But a lack of reading does not make a boy poor when he has at command the fruits of meadow, field, and wood; when trout-streams exist for him alone; when sunny days and rainy weather alike have their special joys, and when nature is forever watching a chance to teach him lessons of truth and beauty. The atmosphere of this quiet, uneventful life was an influence for good—an influence which Warner afterward gratefully appreciated.

Many a boy whose actual life has been bounded by the narrow confines of farm life has had his first glimpse of the world beyond through the pages of a book. In Warner's case this book was the Arabian Nights, which his seat-mate brought to the little school-house one day and hid amid the other boyish treasures in his desk. A district school-teacher cannot see all that happens in his restless kingdom, and the urchin had more than one stolen glance into the wonderful book while he was supposed to be studying his spelling or doing sums. And what an ideal world this was which the young discoverer had thus sailed into! Here were genii, fairies, enchanted carpets, valleys of diamonds, and masquerading pedlers who gave "old lamps for new." In this realm, which the geographies so ignorantly omitted to mention, farm work and even farm pleasures had no place. All was glittering, dazzling, beautiful! Every day held new adventures, and one's intimate friends owned miles of treasure-houses and inexhaustible mines of wealth. When school was done Warner succeeded in borrowing this treasure, and hurrying home, announced to his aunt and cousin that he had found "the most splendid book in the world." Imagine his surprise and disgust when these relatives, after an inspection of the precious volume, said, gravely: "No, you cannot read this, Charles, it is not true."

But the boy evidently thinking that in such cases aunts and cousins were as fallible as primary geographies, carried the book to the barn and hid it in the hay, and there spent many an hour devouring the enchanting tales.

Another book which he began at this time was Cook's Voyages Around the World, the second volume of which had drifted somehow up to the old farm-house door. These two books with the Bible were absolutely all that Warner knew of the vast treasures of literature while he remained at the Deerfield River farm.

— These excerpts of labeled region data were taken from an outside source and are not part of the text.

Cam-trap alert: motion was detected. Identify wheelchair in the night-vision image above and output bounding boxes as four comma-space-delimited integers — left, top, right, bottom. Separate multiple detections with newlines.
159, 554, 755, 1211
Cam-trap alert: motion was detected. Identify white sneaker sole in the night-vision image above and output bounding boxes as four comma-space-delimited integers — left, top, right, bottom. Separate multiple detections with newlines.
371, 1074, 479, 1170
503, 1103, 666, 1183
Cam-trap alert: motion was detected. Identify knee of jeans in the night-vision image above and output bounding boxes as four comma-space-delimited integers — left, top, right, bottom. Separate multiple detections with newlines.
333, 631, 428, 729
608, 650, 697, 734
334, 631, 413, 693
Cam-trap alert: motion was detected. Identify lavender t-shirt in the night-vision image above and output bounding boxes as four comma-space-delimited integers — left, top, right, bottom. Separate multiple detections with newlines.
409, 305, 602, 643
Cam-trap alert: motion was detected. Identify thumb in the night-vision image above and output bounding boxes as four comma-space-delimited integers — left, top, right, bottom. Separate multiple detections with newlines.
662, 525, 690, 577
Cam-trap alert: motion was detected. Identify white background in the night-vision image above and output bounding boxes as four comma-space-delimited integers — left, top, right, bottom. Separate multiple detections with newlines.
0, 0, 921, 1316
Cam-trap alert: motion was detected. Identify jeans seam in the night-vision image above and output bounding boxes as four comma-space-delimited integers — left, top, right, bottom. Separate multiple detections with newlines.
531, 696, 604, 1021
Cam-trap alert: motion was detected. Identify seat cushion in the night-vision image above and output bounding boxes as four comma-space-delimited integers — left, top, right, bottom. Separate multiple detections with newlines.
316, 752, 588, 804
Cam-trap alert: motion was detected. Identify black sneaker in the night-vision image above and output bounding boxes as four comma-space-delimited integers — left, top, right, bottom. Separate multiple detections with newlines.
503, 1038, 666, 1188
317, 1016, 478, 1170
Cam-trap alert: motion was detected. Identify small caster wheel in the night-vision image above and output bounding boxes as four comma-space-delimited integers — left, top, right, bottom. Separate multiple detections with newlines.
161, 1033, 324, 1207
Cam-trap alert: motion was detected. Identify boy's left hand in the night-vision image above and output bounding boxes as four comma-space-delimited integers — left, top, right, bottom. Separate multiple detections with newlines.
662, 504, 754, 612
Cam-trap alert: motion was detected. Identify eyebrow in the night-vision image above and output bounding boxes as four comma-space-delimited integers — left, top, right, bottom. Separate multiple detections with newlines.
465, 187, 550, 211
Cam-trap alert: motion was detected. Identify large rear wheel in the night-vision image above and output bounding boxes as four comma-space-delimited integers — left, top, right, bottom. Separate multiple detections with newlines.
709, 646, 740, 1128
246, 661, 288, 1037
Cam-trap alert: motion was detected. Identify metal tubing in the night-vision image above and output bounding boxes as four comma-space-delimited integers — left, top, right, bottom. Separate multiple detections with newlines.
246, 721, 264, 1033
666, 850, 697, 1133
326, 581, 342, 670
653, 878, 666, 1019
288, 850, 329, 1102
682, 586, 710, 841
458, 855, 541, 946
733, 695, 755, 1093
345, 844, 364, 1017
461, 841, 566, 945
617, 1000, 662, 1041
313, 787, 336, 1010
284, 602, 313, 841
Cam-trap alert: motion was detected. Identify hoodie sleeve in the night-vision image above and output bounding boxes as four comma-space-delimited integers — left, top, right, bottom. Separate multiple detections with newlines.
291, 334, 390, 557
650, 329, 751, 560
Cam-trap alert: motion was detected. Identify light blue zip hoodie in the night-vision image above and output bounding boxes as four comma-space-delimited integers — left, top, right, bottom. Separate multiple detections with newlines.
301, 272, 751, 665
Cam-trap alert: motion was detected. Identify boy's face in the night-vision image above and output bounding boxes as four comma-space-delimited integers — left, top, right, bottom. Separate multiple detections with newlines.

But life broadened into wider channels when in his twelfth year he was taken by his mother to Cazenovia, N. Y., and placed in the academy there. The life at Deerfield had been that of the river, and fields, and woods, but at Cazenovia Warner became emphatically the studious boy, to whom books and study meant more than anything else in the world. At the academy he was fortunate in his boy acquaintances, and there he made friendships which have lasted through his life. One of his friends was the son of a bookseller, in whose shop Warner was allowed to browse at will. And here he learned to know Irving and Cooper, Hawthorne, Prescott, and Bryant, and the other writers who were founding American literature. This education which went on outside the academy was also greatly stimulated by the talks and discussions on literary matters between him and his comrades. And by and by, as always happens in the case of boys who read and read, they all began to write. Their first efforts took the form of poetry, which somehow always seems to the boyish mind the easiest thing to write, and thenceforth much of their interest in life lay in listening to and criticising one another's verses. One of these boys while still a youth wrote that celebrated song of how

In their ragged regimentals

The old Continentals

rallied to the defence of American liberty in the stormy days of the Revolution.

Another has since become a famous scholar in literature and the arts, whose name is known to two continents. Warner himself, who soon forsook poetry for prose, can date his literary career from these days when his chief ambition was to write and to write well. It was his habit then and long afterward to walk up and down his room while writing and repeat the sentences over and over, changing and polishing them until they sounded rhythmic. The study of the best poetry of America and England still went on steadily, and the boys often played a guessing game as to author and verse. Sometimes the giver of the verse would slip in a couplet of his own, and then laugh at the wild guesses which placed his effusions among the English classics.

One of the most luminous memories of Warner's youth is that of a visit to Irving at Sunnyside, whither he went under the guidance of one of these early friends. The famous author received his young admirers kindly and gave to Warner an ivy-leaf from the vine which had grown from a slip plucked from the cottage of Burns's "Bonnie Jean." Neither giver nor receiver foresaw, then, the link that was to be established later by Warner's biography of America's first great man of letters.

In 1851 Warner was graduated from Hamilton College, which he entered from Cazenovia Academy, taking the first prize for English. He had already become somewhat known to the literary world through contributions to the Knickerbocker and Putnam's Magazine and from occasional visits to New York, when he became for a time a member of that Bohemian world in which the younger generation of writers lived.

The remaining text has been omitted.